The challenge for bitcoin (and cryptocurrencies) is trying to understand how to value it, and hence how to actively trade it. In a sense, we can think of bitcoin as more of commodity, such as gold, than as a currency. Just like gold, we could argue the value is based upon belief, which stimulates demand. It’s only worth something because other people think it’s also worth something.


It is possible to find ways to short bitcoin, which can give us an idea of understanding an interest rate associated with bitcoin (which I would conjecture is negative). We can try to understand the value of bitcoin, as a medium of exchange. This could be to pay for goods, or to transfer payments which are made in different fiat currencies. But even here, the volatility makes this difficult, if our transaction is not a short term transaction, it can result in taking large amounts of risk to do such a transaction. There might be some instances, where you might be willing to take this risk for a longer duration transaction, if there is no other way of making a money transfer, for example, if there are capital controls.


Despite, the difficulties in understanding the fundamental value of bitcoin, I do think, that we are likely to be able to use more easily understood factors, commonly used elsewhere in financial markets to develop trading strategies for bitcoin. An obvious candidate, would be a trend factor.
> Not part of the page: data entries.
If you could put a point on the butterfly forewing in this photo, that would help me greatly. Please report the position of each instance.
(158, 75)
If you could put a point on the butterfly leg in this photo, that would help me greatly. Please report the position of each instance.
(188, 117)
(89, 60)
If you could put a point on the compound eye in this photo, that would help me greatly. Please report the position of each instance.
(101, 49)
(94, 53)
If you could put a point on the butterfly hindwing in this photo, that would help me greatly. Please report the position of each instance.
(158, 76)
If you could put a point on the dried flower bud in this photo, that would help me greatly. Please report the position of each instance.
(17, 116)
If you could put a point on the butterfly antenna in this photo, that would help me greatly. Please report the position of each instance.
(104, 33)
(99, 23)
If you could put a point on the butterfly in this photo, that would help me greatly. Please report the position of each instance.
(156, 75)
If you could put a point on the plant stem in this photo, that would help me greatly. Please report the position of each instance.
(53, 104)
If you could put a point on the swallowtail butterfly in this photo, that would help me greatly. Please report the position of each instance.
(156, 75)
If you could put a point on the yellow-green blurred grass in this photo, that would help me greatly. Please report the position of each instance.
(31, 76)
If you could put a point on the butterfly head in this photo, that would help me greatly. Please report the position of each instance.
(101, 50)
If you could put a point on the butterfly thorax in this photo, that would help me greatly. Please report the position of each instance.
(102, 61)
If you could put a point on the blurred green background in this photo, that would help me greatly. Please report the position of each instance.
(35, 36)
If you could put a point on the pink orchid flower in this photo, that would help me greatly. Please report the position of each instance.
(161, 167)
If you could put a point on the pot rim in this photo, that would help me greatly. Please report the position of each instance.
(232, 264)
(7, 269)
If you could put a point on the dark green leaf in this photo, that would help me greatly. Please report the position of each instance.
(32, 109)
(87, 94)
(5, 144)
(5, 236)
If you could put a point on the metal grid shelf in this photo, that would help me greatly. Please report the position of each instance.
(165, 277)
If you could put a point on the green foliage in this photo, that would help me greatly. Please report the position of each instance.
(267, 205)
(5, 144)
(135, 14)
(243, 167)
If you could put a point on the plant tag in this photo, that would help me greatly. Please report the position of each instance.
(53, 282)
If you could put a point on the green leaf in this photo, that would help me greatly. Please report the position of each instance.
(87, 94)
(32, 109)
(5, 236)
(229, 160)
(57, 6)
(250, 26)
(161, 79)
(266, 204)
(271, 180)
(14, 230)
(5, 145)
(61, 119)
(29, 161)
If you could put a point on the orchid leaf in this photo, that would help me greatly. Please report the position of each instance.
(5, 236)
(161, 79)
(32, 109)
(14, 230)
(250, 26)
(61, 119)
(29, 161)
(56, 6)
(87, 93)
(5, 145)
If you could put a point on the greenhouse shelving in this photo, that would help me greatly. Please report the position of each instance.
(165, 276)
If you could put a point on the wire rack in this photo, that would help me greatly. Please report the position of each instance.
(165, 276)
Another factor, which seems to drive price action in bitcoin from an intuitive perspective is that of news. Again, for other financial markets, we can model this (indeed, I’m currently doing a project on using Bloomberg News to trade FX!), so why not try with bitcoin?


My main point is that whilst bitcoin is a relatively new concept, if we want to understand how to trade it, one place to start is factors we are already know from elsewhere. As yet, whilst, I’ve done very little quantitative work on bitcoin or indeed any other cryptocurrencies, this is the approach I’m looking at.